U.S. Universities' Divestment From Israel
MYTH
"American universities should divest from companies that do business in Israel to force an end to Israeli 'occupation' and human rights abuses."
FACT
The word "peace" does not appear in divestment petitions, which makes clear the intent is not to resolve the conflict but to delegitimize Israel. Petitioners blame Israel for the lack of peace and demand that it make unilateral concessions without requiring anything of the Palestinians, not even the cessation of terrorism. Divestment advocates also ignore Israel's efforts during the Oslo peace process, and at the summit meetings with President Clinton, to reach historic compromises with the Palestinians that would have created a Palestinian state.
The divestment campaign against South Africa was specifically directed at companies that were using that country's racist laws to their advantage.

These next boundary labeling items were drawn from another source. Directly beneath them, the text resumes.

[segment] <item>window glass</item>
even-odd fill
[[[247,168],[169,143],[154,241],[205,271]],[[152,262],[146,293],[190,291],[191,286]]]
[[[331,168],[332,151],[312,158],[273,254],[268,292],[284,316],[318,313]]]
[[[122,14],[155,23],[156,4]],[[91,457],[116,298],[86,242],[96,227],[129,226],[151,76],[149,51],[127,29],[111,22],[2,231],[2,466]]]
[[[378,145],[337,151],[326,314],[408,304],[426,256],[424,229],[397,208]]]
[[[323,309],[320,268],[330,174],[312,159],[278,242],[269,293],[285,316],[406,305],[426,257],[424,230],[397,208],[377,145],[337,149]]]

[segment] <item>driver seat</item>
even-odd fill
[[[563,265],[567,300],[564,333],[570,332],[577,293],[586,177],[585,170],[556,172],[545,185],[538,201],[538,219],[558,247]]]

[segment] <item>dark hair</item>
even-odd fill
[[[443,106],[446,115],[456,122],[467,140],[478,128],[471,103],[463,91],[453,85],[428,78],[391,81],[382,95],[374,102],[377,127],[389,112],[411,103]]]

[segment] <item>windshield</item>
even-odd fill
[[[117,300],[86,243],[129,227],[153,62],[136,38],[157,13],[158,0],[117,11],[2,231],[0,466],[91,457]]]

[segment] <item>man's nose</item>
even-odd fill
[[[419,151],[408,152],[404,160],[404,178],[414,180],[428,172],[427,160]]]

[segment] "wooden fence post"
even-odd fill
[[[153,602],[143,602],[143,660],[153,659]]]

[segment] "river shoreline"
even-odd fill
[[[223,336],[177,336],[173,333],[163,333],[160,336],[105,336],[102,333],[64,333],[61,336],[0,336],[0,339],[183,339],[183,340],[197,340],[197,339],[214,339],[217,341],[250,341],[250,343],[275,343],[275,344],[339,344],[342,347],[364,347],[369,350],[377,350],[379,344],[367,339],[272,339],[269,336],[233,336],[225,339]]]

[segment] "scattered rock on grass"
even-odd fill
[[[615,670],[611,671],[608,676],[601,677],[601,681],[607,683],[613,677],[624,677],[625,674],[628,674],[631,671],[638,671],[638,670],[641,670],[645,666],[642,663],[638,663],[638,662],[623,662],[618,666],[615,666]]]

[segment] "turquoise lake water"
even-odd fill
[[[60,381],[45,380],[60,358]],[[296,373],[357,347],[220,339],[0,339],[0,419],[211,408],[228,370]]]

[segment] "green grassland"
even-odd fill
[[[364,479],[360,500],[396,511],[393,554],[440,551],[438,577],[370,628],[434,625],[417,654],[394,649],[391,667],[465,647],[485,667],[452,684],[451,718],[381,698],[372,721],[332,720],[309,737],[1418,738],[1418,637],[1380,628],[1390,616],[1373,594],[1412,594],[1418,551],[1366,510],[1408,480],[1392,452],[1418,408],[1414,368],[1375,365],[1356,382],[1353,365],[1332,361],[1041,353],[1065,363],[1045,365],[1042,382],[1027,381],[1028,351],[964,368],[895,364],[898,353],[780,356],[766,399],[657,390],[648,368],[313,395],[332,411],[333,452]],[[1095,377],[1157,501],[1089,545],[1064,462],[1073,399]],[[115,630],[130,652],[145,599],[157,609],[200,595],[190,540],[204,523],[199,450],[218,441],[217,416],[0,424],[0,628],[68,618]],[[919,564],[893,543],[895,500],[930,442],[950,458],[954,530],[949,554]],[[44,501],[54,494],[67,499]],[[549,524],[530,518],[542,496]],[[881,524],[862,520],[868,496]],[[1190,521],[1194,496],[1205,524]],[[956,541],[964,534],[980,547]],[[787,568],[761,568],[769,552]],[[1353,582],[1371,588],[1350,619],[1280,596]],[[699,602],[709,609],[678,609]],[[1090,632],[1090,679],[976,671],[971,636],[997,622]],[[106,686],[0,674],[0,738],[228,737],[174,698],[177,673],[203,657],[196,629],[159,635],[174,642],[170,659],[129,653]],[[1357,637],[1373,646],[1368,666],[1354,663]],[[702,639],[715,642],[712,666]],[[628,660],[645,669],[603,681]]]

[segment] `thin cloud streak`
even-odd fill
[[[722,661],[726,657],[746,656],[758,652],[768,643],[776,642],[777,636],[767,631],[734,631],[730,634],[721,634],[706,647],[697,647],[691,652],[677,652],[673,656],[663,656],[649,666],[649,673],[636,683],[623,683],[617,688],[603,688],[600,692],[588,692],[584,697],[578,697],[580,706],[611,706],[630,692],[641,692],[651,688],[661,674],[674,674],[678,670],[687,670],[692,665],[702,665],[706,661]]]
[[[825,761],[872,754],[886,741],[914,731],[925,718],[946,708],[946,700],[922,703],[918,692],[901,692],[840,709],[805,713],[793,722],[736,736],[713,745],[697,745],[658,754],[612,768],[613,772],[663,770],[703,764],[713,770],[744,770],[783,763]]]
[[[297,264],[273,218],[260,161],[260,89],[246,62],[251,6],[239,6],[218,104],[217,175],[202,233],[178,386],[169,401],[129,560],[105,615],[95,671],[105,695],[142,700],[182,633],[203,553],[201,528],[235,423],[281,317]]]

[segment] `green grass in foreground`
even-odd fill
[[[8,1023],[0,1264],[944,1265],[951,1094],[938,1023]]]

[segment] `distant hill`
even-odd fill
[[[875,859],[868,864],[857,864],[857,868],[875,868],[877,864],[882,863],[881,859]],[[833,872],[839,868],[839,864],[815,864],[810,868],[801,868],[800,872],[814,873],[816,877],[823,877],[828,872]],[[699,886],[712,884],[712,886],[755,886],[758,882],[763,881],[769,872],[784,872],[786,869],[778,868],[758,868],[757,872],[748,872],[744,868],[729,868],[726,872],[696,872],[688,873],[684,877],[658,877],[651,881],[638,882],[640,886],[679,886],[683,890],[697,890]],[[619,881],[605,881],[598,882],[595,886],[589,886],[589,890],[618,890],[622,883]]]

In Israel no such racist laws exist; moreover, companies doing business there adhere to the same standards of equal working rights that are applied in the United States.
Harvard University President Lawrence Summers observed that the divestment efforts are anti-Semitic. "Profoundly anti-Israel views are increasingly finding support in progressive intellectual communities," said Summers. "Serious and thoughtful people are advocating and taking actions that are anti-Semitic in their effect, if not their intent" (JTA 9/22/02).
Peace in the Middle East will come only from direct negotiations between the parties, and only after the Arab states recognize Israel's right to exist, and the Palestinians and other Arabs cease their support of terror. American universities cannot help through misguided divestment campaigns that unfairly single out Israel as the source of conflict in the region. Divestment proponents hope to tar Israel with an association with apartheid South Africa, an offensive comparison that ignores the fact that all Israeli citizens are equal under the law.